Further CD recordings include string quartets by Franz Schubert (Rosamunde and Der Tod und das Mädchen, Preiser Records 90549) and a CDc box set with the complete recording of all works for string quartet by Arnold Schönberg (Preiser Records 90572), for which the aron quartet was awarded the Pasticcio Prize. This recording is considered by the international press to be one of the best recordings of 20th century chamber music works.

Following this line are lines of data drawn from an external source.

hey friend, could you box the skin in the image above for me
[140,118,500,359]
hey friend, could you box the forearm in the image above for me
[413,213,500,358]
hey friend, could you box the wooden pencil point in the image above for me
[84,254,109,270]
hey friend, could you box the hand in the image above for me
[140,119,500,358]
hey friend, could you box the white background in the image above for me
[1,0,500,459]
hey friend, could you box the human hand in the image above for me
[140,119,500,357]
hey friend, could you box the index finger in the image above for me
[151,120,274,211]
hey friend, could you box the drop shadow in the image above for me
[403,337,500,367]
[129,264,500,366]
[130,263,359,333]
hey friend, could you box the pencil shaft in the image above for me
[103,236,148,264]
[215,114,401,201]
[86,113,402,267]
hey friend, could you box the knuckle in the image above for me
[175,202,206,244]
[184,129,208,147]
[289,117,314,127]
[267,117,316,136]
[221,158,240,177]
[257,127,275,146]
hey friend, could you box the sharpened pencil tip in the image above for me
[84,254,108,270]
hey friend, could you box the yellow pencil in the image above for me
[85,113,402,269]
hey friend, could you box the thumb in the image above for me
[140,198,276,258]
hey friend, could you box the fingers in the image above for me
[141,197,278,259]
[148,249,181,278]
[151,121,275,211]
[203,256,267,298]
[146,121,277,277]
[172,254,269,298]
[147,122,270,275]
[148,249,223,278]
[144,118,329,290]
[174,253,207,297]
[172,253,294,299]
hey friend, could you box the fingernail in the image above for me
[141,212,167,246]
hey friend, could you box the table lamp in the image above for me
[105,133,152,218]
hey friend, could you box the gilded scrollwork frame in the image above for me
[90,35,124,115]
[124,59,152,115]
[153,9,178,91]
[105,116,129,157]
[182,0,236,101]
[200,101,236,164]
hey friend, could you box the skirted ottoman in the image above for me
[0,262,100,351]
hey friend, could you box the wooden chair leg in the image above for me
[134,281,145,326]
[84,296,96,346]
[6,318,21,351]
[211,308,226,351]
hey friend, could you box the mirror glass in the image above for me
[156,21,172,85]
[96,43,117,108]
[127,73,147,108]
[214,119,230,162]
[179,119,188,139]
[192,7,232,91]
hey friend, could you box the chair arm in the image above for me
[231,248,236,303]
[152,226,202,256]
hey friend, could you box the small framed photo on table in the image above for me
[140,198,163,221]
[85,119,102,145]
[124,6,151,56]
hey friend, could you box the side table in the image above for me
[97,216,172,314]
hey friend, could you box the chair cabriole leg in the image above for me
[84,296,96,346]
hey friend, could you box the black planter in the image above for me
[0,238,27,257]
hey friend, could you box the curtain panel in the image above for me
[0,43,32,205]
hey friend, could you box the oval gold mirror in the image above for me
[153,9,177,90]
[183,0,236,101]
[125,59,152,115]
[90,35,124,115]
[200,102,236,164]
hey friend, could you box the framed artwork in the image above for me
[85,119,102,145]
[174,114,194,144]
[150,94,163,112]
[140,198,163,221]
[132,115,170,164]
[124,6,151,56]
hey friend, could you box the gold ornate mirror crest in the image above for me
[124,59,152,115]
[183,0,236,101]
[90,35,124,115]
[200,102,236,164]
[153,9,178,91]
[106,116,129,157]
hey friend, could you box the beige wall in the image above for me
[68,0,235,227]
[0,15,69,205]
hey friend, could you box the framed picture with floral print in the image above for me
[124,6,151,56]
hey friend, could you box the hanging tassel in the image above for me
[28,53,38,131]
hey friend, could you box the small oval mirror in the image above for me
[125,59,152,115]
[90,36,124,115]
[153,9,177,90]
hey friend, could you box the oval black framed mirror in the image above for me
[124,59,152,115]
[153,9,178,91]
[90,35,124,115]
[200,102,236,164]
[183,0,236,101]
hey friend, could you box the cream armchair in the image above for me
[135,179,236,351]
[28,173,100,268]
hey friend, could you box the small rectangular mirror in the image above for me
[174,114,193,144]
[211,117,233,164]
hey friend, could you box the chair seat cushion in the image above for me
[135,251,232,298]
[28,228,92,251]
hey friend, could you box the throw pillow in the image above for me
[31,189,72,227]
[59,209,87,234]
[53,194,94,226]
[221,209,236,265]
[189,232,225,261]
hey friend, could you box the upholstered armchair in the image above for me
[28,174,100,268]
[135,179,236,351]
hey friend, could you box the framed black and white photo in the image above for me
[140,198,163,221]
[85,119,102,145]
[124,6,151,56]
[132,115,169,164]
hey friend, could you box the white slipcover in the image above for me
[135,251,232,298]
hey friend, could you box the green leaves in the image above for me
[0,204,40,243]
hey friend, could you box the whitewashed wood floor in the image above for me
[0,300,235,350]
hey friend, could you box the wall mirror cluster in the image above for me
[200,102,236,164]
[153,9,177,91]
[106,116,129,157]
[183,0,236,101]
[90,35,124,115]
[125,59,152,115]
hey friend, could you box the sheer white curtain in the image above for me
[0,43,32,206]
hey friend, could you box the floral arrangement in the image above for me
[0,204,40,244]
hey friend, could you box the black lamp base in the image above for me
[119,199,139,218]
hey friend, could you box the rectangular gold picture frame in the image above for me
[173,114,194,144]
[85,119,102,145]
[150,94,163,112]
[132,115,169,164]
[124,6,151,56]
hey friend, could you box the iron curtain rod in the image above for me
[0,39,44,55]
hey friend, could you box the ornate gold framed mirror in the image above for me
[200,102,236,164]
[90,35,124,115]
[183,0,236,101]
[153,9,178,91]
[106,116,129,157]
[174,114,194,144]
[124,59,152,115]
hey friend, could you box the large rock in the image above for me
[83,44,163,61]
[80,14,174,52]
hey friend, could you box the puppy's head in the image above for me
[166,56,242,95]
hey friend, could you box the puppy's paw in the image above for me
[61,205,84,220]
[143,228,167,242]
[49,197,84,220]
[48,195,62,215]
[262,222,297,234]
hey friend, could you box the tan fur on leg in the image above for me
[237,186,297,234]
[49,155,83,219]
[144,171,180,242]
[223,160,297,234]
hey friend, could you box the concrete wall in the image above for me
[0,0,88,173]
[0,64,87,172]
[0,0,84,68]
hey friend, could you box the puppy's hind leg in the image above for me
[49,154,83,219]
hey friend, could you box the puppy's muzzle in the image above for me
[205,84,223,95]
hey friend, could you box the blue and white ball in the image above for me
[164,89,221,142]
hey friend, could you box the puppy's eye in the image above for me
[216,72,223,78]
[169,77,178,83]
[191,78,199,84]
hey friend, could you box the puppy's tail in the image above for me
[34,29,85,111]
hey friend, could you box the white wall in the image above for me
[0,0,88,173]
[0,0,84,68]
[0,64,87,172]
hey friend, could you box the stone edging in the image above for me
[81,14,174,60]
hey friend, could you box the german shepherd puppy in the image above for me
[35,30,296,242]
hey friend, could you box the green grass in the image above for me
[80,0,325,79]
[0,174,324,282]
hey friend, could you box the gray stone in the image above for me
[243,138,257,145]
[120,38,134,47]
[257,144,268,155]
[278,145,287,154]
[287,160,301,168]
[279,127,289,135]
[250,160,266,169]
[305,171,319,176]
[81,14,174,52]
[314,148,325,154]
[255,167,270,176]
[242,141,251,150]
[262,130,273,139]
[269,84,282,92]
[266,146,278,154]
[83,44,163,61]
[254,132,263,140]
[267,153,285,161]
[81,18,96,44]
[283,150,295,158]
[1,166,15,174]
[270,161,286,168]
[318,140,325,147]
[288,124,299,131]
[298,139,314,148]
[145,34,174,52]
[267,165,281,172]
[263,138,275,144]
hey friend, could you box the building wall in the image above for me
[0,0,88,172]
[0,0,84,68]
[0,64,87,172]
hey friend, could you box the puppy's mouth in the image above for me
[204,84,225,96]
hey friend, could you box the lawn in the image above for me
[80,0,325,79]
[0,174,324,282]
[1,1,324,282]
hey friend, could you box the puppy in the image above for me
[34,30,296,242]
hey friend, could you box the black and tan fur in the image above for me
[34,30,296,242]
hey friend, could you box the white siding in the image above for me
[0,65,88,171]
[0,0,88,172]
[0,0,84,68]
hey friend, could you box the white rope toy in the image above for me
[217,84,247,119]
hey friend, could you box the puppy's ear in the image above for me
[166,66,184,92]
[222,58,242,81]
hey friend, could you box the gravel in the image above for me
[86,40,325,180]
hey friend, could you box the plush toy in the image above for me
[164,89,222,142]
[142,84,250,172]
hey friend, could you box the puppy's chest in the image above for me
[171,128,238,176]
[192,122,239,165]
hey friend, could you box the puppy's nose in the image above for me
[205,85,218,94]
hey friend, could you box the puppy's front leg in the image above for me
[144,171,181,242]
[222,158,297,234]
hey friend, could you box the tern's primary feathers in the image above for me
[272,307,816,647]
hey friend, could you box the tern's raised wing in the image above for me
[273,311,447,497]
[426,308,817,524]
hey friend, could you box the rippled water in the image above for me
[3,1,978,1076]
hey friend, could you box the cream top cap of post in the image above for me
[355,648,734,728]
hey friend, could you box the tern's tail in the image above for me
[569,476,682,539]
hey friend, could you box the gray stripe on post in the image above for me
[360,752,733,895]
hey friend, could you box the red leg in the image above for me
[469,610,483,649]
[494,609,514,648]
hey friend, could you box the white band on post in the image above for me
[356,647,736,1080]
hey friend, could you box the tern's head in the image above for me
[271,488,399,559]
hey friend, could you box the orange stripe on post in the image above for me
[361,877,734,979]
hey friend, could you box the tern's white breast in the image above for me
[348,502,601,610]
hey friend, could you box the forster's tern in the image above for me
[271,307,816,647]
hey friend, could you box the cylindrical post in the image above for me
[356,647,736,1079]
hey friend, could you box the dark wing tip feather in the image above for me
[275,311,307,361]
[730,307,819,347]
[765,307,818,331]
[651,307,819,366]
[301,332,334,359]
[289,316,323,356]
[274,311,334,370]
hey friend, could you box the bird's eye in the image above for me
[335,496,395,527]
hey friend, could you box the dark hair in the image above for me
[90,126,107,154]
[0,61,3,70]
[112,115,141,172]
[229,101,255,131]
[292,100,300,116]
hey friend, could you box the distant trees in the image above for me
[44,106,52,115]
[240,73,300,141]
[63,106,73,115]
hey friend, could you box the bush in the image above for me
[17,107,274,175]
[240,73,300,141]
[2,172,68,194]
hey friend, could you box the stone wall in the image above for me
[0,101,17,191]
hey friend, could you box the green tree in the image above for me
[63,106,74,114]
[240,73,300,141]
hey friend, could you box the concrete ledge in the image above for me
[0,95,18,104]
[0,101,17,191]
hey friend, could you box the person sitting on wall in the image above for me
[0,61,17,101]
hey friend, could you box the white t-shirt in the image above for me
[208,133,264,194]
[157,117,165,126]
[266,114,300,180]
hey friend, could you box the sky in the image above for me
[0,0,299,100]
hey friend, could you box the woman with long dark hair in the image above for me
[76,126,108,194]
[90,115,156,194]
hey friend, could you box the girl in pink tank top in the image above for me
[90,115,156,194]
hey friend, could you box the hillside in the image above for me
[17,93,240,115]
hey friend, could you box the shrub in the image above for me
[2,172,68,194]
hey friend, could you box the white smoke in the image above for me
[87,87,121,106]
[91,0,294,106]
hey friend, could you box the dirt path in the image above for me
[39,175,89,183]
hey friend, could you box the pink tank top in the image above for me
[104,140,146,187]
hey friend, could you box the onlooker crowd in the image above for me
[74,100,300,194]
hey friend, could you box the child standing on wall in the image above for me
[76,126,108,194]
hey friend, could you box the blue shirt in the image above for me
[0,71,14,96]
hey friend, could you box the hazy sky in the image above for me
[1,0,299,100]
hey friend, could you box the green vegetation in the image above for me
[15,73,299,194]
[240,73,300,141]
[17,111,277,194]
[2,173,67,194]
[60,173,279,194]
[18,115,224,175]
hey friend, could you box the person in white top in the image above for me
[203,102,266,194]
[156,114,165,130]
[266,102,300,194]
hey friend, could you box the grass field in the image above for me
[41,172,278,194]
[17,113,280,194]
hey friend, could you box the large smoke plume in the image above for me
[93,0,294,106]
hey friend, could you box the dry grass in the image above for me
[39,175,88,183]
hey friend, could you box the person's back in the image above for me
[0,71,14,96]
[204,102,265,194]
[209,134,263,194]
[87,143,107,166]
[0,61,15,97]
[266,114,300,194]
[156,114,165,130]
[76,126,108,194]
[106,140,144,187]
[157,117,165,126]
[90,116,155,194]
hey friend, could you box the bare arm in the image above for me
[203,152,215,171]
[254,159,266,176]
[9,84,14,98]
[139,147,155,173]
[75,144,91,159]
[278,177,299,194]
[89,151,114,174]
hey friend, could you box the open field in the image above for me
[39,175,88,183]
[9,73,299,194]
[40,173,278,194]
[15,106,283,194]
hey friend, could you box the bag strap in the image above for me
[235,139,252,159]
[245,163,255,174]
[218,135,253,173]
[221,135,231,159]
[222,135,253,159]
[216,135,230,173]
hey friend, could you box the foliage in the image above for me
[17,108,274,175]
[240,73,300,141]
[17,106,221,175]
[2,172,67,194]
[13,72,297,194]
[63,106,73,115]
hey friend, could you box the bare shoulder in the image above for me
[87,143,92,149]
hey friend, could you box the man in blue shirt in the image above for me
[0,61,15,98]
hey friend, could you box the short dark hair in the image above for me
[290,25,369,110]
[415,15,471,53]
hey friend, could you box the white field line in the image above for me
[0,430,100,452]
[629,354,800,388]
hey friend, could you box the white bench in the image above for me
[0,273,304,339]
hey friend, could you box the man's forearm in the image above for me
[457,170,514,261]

For Cascavelle, the piano quintets by Dvořák and Franck were recorded with Philippe Entremont. In autumn 2009, a complete recording of the string quartets by Erich Wolfgang Korngold and his piano quintet (with Henri Sigfridsson, piano) was released by cpo/ORF and in spring 2010 a CD with works by Ravel, Schostakovich, David Chaillou, Kirill Zaborov and Vassiliev was released by Preiser.